The target is for Treasury to shrink its Budget hole to Sh663 billion by June 2025. Kenya’s Budget deficit is close to Sh1 trillion.
Thus, as part of containing expenditure, the Washington-based institution asked Kenya to speedily reveal the names of individuals who own firms that supplied Covid-19 equipment to the Kenya Medical Supplies Authority (Kemsa).
The condition does not apply to Kemsa alone but all State agencies, in what is at taming graft and wastage.
Every company contracted by a State agency will also be expected to reveal its beneficial owners in the procurement portal, failure to which they will be locked out of the tender.
If Kenya does not meet this condition, or any other condition, technically known as the structural benchmark, the deal is off.
And if the deal is off, then Kenya will look bad among international investors such as those who recently bought its Eurobond.
Also, some of the fiscal risks that the government faces emanate from cash-strapped State-owned enterprises (SOEs) such as Kenya Airways.
The IMF fears that such parastatals might go down with the country. Thus, the government is expected to conduct a health check of some 20 SOEs with the goal of restructuring them.
Other than Kenya Airways, other parastatals lined up for restructuring are Kenya Power, Kenya Ports Authority, Kenya Pipeline, Kenya Broadcasting Corporation (KBC), KenGen and public universities.
Some of these companies might be merged as others are dissolved in what resembles the return of the 1990s Structural Adjustment Programmes (SAPs).
In the budget that was read for the financial year ending June 2022, the IMF’s fingerprints were all over. The introduction of e-procurement is an IMF-led recommendation aimed at ensuring efficiency in the procurement process.
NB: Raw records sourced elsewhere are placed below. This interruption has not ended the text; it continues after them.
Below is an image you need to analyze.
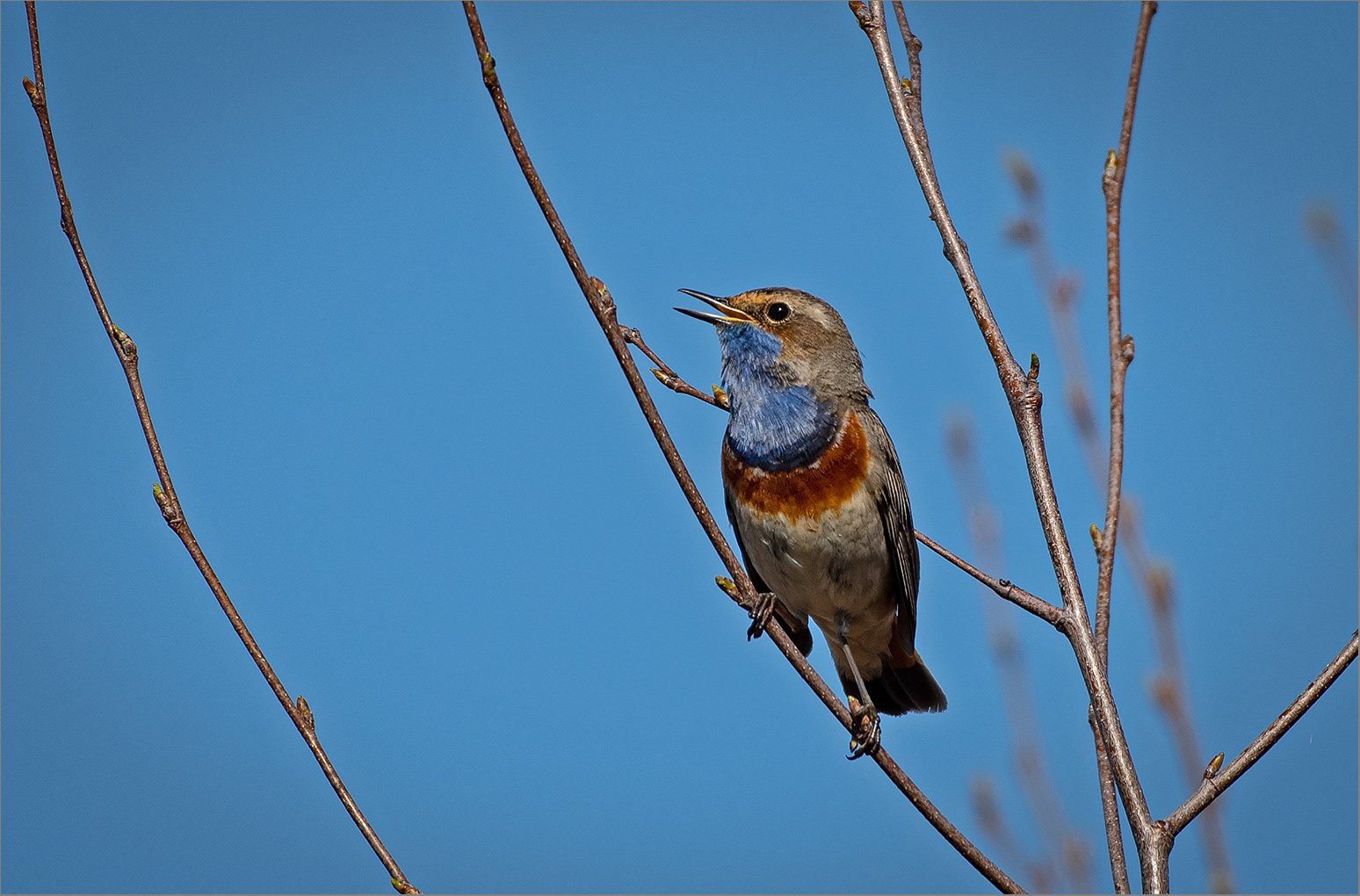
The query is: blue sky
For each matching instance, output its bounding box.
[0,3,1360,892]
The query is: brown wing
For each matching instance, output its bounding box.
[859,408,921,657]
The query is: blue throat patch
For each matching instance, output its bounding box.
[718,323,838,472]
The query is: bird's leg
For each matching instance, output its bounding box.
[747,591,775,640]
[836,613,880,759]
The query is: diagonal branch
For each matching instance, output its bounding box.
[1161,632,1360,836]
[23,0,420,893]
[850,0,1169,892]
[462,2,1024,893]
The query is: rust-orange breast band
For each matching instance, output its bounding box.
[722,414,869,521]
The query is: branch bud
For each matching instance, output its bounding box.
[298,693,317,732]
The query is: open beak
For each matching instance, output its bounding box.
[676,290,756,325]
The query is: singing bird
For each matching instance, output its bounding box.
[676,287,946,759]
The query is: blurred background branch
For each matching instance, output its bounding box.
[1303,200,1360,326]
[1003,149,1233,893]
[945,410,1095,893]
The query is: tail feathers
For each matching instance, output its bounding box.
[842,654,950,715]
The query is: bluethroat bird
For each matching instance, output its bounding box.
[676,287,946,759]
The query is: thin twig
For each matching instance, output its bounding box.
[1087,707,1129,893]
[619,325,727,410]
[915,529,1067,628]
[1161,632,1360,836]
[945,414,1095,893]
[968,772,1060,893]
[1005,152,1232,893]
[1092,0,1171,892]
[850,0,1169,892]
[23,0,420,893]
[462,2,1024,893]
[1096,0,1157,669]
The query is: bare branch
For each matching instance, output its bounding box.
[1096,0,1157,669]
[945,414,1095,893]
[1088,707,1129,893]
[1090,0,1171,892]
[916,531,1067,628]
[619,325,727,410]
[462,0,1024,893]
[23,0,420,893]
[968,775,1060,893]
[850,0,1169,892]
[1161,632,1360,836]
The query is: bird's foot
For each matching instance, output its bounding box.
[846,696,881,759]
[747,591,775,640]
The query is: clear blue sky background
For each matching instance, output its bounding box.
[0,3,1357,892]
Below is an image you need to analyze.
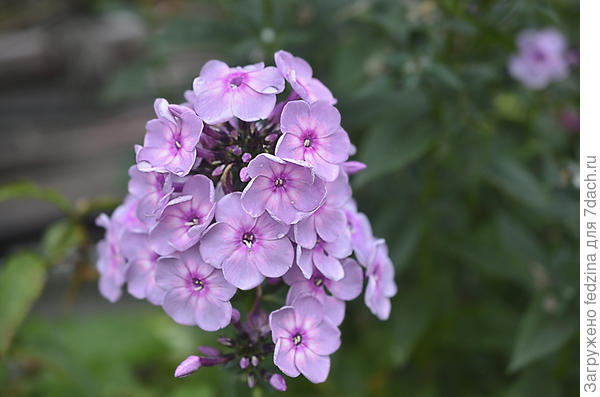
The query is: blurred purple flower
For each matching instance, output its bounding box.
[190,60,285,124]
[296,230,352,281]
[365,240,397,320]
[121,233,165,305]
[294,172,352,248]
[508,29,569,90]
[275,50,337,105]
[96,196,146,302]
[344,200,376,266]
[128,165,174,229]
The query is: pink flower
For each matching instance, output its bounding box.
[150,175,215,255]
[190,60,285,124]
[96,196,146,302]
[365,240,397,320]
[344,200,376,266]
[129,165,174,229]
[156,247,236,331]
[283,258,363,325]
[294,172,352,248]
[275,101,350,181]
[275,50,337,105]
[508,29,569,90]
[121,233,165,305]
[242,154,326,225]
[136,98,203,176]
[269,295,341,383]
[296,230,352,281]
[200,192,294,290]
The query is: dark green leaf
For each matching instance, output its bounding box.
[0,181,73,213]
[508,303,578,372]
[0,251,46,356]
[42,219,86,263]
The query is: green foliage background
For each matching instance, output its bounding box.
[0,0,579,397]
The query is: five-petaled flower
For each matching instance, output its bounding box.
[283,258,363,325]
[150,175,215,255]
[275,50,337,105]
[156,247,236,331]
[242,153,326,225]
[200,192,294,289]
[269,295,341,383]
[275,101,350,181]
[97,51,396,391]
[192,60,285,124]
[365,240,397,320]
[136,98,203,176]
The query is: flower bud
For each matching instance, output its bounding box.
[247,374,256,389]
[240,167,250,182]
[217,336,235,347]
[342,161,367,175]
[269,374,287,391]
[198,346,221,357]
[175,356,202,378]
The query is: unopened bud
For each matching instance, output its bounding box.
[269,374,287,391]
[175,356,202,378]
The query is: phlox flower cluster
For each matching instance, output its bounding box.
[97,51,396,390]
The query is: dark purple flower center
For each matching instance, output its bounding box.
[192,277,204,291]
[185,216,200,227]
[533,49,546,62]
[292,334,302,346]
[242,233,254,248]
[274,178,285,187]
[229,75,244,88]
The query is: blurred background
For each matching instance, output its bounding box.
[0,0,579,397]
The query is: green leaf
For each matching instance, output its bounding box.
[508,303,578,372]
[487,158,549,211]
[355,124,433,188]
[0,181,73,213]
[0,251,46,356]
[390,289,433,367]
[42,219,86,263]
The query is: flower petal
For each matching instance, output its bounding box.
[200,223,239,269]
[196,295,231,331]
[294,348,331,383]
[273,338,300,378]
[306,319,341,355]
[269,306,296,342]
[223,247,265,290]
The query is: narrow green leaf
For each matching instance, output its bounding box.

The IMF deal has also seen civil servants and teachers being denied a salary increment. Moreover, the IMF has proposed that Kenya apply the full 16 per cent value-added tax (VAT) to petroleum products from the current eight per cent.
Treasury Cabinet Secretary Ukur Yatani is also not happy with the National Assembly after it scuttled plans that Treasury had with the IMF to reduce tax expenditures by reducing zero-rating expenditures.
Normally, when a product is zero-rated, it means that suppliers can claim a refund from the National Treasury, a situation that has seen the Exchequer pay close to Sh560 billion in tax refunds.
Yatani described this as unfair to companies which, for one reason or the other, can’t claim the refunds. He said some of those benefits are not even passed on to consumers.
What CS Yatani never said is that under the deal with the IMF, the government is expected to start publishing an annual report on tax refunds and the effect they have on the Budget.